¿Alguna vez te has preguntado por qué, en plena era tecnológica, seguimos midiendo la energía en «barriles»? Esta unidad, que equivale exactamente a 159 litros (o 42 galones), nació en el siglo XIX en Pensilvania. En aquel entonces, ante la falta de oleoductos, el crudo se transportaba en barriles de madera.
Pero no te dejes engañar por el nombre: un barril de petróleo es una caja de sorpresas química que toca casi todo lo que ves a tu alrededor. Lo más increíble ocurre cuando el petróleo entra en la refinería, ya que esos 159 litros originales experimentan una técnica llamada ganancia de procesamiento, expandiéndose hasta convertirse en casi 170 litros de productos finales.

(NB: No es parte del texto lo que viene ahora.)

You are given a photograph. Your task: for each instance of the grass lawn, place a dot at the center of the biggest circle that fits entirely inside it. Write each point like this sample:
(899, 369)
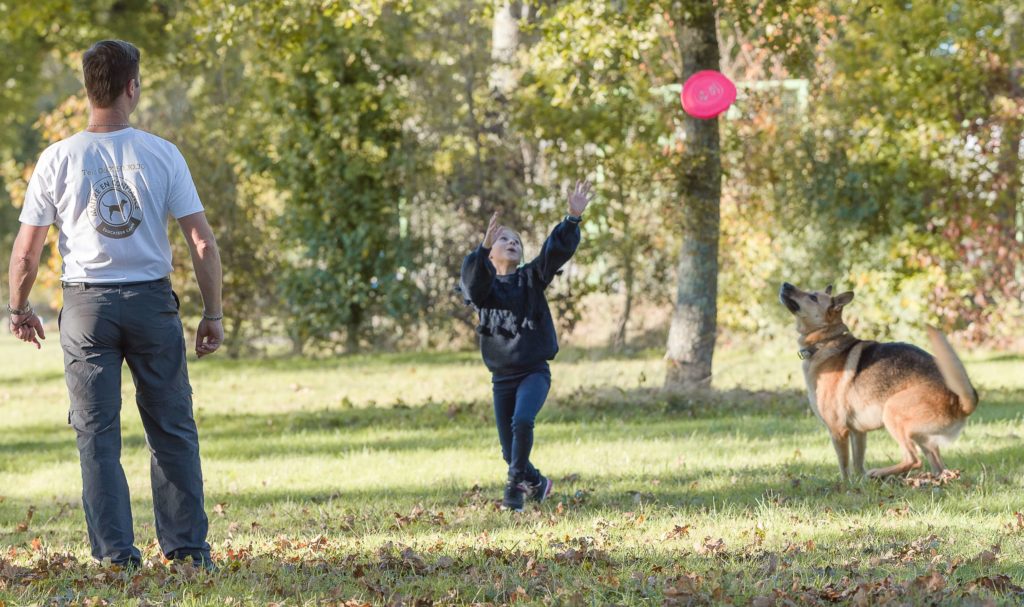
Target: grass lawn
(376, 480)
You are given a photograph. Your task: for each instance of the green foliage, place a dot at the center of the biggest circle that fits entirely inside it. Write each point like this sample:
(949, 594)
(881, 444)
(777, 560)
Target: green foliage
(349, 153)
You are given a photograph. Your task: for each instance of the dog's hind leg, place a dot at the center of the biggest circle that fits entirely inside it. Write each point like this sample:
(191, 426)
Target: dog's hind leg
(858, 444)
(841, 442)
(932, 452)
(896, 427)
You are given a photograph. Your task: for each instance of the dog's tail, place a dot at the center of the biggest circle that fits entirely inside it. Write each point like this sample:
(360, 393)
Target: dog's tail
(952, 371)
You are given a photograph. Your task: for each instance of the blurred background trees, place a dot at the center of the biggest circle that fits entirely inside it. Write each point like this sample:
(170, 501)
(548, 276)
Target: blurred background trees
(349, 154)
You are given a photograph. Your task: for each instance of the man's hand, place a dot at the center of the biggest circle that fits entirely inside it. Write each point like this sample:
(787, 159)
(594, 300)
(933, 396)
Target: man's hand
(580, 197)
(28, 328)
(493, 229)
(209, 336)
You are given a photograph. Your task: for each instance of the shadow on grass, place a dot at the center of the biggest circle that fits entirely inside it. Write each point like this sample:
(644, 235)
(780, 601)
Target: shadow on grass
(602, 415)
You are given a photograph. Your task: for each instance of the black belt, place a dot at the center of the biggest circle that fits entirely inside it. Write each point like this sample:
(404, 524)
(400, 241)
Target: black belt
(114, 285)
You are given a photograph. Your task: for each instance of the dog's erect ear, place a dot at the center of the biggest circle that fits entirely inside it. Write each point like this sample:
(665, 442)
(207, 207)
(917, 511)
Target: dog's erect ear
(841, 300)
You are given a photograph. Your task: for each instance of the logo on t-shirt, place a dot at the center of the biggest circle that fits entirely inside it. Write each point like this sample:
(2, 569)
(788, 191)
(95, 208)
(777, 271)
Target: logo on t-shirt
(114, 208)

No es solo volumen; es eficiencia pura, debido a que un solo barril tiene tanta fuerza acumulada que podría mover un auto eficiente por más de 1,600 kilómetros o mantenerlo rodando durante semanas. Pero, ¿qué sale realmente de ahí?

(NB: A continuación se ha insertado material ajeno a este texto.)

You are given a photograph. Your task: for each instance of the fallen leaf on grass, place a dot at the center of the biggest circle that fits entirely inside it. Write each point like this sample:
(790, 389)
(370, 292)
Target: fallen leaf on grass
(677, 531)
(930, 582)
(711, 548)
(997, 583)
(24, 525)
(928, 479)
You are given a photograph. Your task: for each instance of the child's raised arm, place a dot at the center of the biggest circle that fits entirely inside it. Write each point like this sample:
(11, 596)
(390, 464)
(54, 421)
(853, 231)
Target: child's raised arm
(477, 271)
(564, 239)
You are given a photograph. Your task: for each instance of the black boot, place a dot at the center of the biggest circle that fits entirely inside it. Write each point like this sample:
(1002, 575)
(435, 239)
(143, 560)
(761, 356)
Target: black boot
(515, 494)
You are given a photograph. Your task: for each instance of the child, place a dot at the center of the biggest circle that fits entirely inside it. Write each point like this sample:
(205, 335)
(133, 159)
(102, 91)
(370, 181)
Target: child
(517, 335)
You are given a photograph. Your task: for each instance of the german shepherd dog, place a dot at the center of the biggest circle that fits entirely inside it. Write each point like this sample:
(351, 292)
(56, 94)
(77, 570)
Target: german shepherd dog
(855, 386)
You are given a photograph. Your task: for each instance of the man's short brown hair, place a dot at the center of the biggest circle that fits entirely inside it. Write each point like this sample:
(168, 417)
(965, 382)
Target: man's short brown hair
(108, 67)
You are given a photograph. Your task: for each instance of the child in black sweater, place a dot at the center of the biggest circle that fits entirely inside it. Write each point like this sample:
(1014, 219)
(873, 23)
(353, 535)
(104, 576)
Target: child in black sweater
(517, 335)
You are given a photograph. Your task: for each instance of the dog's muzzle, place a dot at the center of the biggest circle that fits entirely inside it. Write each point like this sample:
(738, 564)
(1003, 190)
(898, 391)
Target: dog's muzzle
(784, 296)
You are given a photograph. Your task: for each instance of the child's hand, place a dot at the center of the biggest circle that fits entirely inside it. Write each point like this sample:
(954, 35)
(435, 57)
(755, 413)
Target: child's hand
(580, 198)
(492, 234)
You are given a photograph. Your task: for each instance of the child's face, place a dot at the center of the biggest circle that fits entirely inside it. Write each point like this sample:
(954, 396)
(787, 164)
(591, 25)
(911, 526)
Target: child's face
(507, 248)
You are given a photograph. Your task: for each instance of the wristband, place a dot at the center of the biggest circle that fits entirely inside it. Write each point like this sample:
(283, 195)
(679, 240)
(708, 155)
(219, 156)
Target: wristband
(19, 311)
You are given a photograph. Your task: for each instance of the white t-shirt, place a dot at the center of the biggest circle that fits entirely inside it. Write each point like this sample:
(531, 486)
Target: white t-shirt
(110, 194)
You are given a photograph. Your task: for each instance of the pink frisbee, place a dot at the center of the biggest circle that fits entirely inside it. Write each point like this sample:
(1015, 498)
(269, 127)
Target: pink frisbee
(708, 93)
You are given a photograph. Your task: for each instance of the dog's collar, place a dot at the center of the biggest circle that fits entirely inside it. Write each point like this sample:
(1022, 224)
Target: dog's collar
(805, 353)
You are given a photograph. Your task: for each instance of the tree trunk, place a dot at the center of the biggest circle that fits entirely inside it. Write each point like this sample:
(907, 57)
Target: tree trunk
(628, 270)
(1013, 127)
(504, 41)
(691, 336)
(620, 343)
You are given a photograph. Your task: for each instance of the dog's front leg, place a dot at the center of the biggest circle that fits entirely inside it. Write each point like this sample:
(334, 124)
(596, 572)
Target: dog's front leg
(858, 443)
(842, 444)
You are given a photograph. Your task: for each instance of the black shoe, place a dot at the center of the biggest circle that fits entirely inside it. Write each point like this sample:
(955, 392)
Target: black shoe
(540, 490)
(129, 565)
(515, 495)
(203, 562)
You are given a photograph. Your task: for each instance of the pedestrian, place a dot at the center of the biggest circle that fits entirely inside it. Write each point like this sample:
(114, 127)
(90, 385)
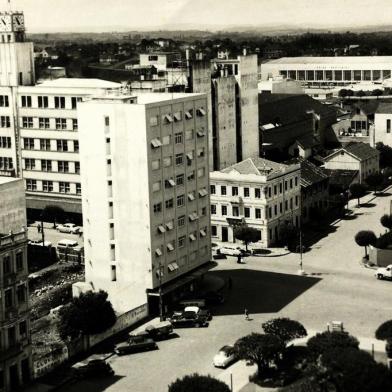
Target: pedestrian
(246, 312)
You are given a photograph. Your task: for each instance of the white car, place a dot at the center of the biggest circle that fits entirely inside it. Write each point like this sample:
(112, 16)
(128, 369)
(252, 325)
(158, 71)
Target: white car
(68, 228)
(228, 251)
(224, 357)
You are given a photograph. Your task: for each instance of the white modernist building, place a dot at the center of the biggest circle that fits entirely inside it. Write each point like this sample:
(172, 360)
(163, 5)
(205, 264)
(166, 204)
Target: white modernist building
(145, 194)
(261, 193)
(328, 71)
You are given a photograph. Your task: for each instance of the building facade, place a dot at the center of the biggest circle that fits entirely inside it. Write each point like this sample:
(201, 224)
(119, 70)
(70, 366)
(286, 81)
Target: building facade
(327, 71)
(261, 193)
(146, 217)
(15, 341)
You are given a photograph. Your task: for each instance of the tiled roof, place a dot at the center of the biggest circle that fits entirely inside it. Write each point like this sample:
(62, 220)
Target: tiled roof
(258, 166)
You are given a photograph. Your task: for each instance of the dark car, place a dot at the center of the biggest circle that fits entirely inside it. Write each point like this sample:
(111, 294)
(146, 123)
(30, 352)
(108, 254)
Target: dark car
(93, 368)
(136, 344)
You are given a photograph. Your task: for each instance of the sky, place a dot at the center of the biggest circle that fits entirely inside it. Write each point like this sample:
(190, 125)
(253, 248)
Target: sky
(109, 15)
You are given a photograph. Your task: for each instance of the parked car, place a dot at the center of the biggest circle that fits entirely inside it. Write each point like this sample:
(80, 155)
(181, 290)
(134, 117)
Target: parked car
(384, 272)
(228, 251)
(188, 320)
(160, 331)
(135, 344)
(68, 228)
(224, 357)
(48, 244)
(95, 367)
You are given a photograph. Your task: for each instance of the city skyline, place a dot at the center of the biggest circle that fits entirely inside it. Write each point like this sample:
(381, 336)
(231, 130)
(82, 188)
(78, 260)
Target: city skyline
(122, 15)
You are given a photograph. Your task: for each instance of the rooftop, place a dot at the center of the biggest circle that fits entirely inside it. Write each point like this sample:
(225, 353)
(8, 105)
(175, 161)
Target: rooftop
(333, 60)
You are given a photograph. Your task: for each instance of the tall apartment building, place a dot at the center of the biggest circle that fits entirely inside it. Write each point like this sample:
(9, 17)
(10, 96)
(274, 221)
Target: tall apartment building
(15, 342)
(263, 194)
(146, 215)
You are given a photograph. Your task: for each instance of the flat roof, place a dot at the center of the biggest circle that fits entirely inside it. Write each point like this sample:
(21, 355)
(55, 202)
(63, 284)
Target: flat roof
(331, 60)
(79, 83)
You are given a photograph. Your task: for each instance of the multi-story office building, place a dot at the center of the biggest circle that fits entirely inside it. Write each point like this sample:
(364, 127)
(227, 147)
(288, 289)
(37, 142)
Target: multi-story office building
(15, 342)
(261, 193)
(48, 128)
(146, 215)
(327, 71)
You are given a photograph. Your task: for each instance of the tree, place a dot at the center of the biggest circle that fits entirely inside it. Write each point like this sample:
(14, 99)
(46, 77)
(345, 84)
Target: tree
(285, 328)
(90, 313)
(386, 221)
(53, 213)
(325, 341)
(374, 181)
(365, 238)
(246, 234)
(259, 349)
(197, 383)
(357, 191)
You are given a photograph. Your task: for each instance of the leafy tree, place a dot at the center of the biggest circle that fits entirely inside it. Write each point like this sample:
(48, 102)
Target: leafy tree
(357, 191)
(90, 313)
(384, 331)
(325, 341)
(285, 328)
(198, 383)
(374, 181)
(259, 349)
(353, 370)
(386, 221)
(365, 238)
(246, 234)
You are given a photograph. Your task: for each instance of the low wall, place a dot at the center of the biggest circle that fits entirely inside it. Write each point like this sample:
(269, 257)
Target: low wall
(380, 257)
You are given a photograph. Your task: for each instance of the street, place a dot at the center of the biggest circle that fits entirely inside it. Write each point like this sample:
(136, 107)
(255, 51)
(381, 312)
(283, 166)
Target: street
(336, 287)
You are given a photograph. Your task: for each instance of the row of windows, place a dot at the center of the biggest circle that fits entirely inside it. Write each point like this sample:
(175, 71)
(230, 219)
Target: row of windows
(42, 101)
(49, 123)
(46, 165)
(45, 145)
(169, 118)
(53, 186)
(245, 191)
(337, 75)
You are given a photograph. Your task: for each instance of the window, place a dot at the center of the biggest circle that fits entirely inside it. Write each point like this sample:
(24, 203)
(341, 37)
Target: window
(167, 161)
(44, 123)
(180, 200)
(31, 185)
(28, 143)
(180, 179)
(26, 101)
(4, 101)
(62, 145)
(61, 123)
(29, 164)
(43, 102)
(63, 166)
(179, 159)
(47, 186)
(27, 122)
(44, 144)
(5, 121)
(59, 102)
(178, 138)
(5, 142)
(181, 221)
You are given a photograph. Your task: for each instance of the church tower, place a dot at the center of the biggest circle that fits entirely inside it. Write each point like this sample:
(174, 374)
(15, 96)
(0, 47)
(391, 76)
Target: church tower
(16, 55)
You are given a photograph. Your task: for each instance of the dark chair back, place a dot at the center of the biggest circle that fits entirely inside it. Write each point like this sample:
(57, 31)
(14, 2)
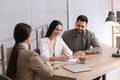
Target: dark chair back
(3, 77)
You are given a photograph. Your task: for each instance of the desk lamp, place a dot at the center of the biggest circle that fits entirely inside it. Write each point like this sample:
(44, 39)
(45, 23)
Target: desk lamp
(111, 20)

Aunque casi la mitad se convierte en la gasolina que conocemos, el resto del barril se fragmenta en una lista infinita de necesidades: desde el diésel y el combustible para aviones, así como el gas de tu cocina y el asfalto de las carreteras. Además, el petróleo está presente en tus medicinas (como las cápsulas de tus pastillas o el recubrimiento de jarabes), en la fibra de tu ropa, en los envases que usas y hasta en tu maquillaje.

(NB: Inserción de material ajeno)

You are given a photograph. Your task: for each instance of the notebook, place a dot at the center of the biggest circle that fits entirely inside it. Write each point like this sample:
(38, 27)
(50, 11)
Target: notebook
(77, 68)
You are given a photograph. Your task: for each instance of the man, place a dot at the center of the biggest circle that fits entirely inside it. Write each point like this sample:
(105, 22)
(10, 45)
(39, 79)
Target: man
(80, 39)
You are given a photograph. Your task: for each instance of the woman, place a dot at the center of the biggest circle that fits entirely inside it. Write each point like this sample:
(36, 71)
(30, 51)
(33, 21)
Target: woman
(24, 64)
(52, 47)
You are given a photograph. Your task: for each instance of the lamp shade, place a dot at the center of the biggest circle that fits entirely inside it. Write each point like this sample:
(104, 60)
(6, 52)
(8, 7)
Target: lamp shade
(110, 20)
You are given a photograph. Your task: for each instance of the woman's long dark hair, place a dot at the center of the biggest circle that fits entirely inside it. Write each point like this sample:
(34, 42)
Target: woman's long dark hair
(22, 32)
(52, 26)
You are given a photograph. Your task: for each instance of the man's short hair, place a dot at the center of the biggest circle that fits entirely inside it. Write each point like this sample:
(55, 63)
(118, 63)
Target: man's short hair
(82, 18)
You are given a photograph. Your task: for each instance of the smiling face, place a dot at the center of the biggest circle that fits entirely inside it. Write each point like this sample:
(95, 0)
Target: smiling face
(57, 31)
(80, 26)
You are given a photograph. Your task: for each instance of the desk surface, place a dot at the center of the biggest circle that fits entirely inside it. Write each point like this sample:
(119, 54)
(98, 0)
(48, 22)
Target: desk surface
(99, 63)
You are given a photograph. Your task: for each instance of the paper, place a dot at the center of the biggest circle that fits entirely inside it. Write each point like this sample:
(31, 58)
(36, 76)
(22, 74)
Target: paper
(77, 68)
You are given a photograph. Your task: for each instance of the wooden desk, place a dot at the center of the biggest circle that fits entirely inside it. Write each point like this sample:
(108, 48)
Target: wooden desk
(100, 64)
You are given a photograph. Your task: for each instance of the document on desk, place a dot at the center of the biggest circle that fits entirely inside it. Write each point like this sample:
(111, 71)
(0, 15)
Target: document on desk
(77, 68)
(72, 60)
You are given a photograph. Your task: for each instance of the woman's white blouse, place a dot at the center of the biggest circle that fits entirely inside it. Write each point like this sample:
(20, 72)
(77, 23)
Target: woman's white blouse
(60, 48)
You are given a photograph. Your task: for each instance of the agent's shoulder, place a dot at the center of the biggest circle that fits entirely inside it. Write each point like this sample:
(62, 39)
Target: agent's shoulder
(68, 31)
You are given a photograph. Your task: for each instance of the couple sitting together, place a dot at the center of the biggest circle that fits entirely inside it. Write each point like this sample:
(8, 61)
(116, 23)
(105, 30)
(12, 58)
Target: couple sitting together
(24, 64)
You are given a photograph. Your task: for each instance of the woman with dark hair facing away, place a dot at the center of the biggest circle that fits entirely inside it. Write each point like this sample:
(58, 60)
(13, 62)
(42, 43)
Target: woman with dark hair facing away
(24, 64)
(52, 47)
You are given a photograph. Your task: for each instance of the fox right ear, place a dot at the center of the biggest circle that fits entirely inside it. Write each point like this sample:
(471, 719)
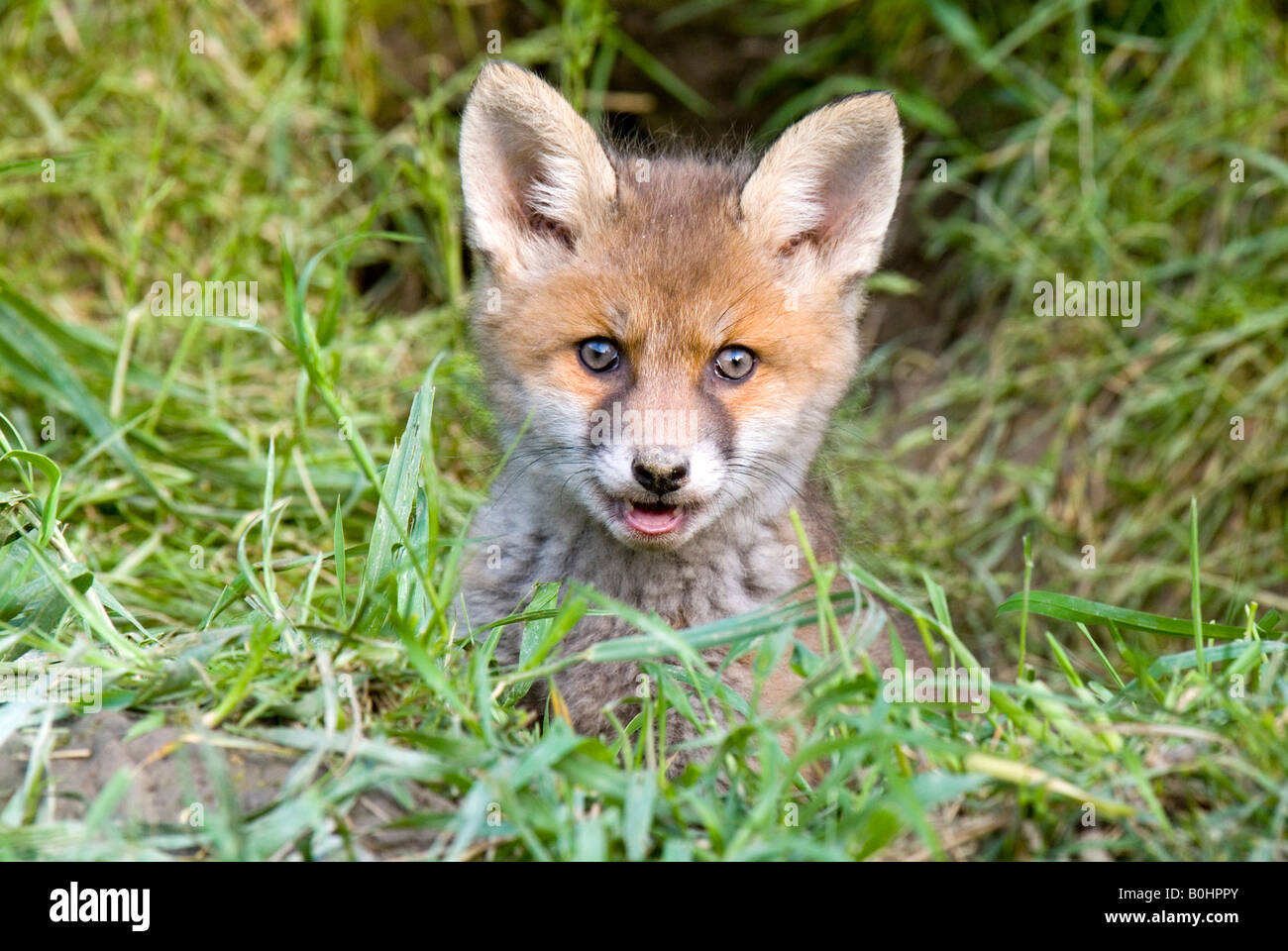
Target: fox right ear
(533, 172)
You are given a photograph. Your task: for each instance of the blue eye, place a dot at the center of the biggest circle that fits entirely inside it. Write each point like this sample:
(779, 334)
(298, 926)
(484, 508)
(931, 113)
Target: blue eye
(734, 363)
(597, 355)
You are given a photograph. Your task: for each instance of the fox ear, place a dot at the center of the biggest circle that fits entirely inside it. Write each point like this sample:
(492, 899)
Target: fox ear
(533, 171)
(829, 183)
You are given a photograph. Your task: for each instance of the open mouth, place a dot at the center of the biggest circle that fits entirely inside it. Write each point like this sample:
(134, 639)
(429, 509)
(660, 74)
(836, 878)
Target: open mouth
(652, 518)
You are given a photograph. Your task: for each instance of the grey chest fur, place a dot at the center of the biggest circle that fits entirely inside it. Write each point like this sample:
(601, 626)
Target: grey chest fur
(520, 539)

Sin este recurso, los hospitales, las fábricas y los supermercados simplemente se detendrían, por lo que, entender el petróleo es entender la economía que nos rodea ya que, el valor del barril depende de si el crudo es liviano (porque rinde más gasolina) y su precio afecta directamente desde el costo de tu comida hasta el de tu ropa.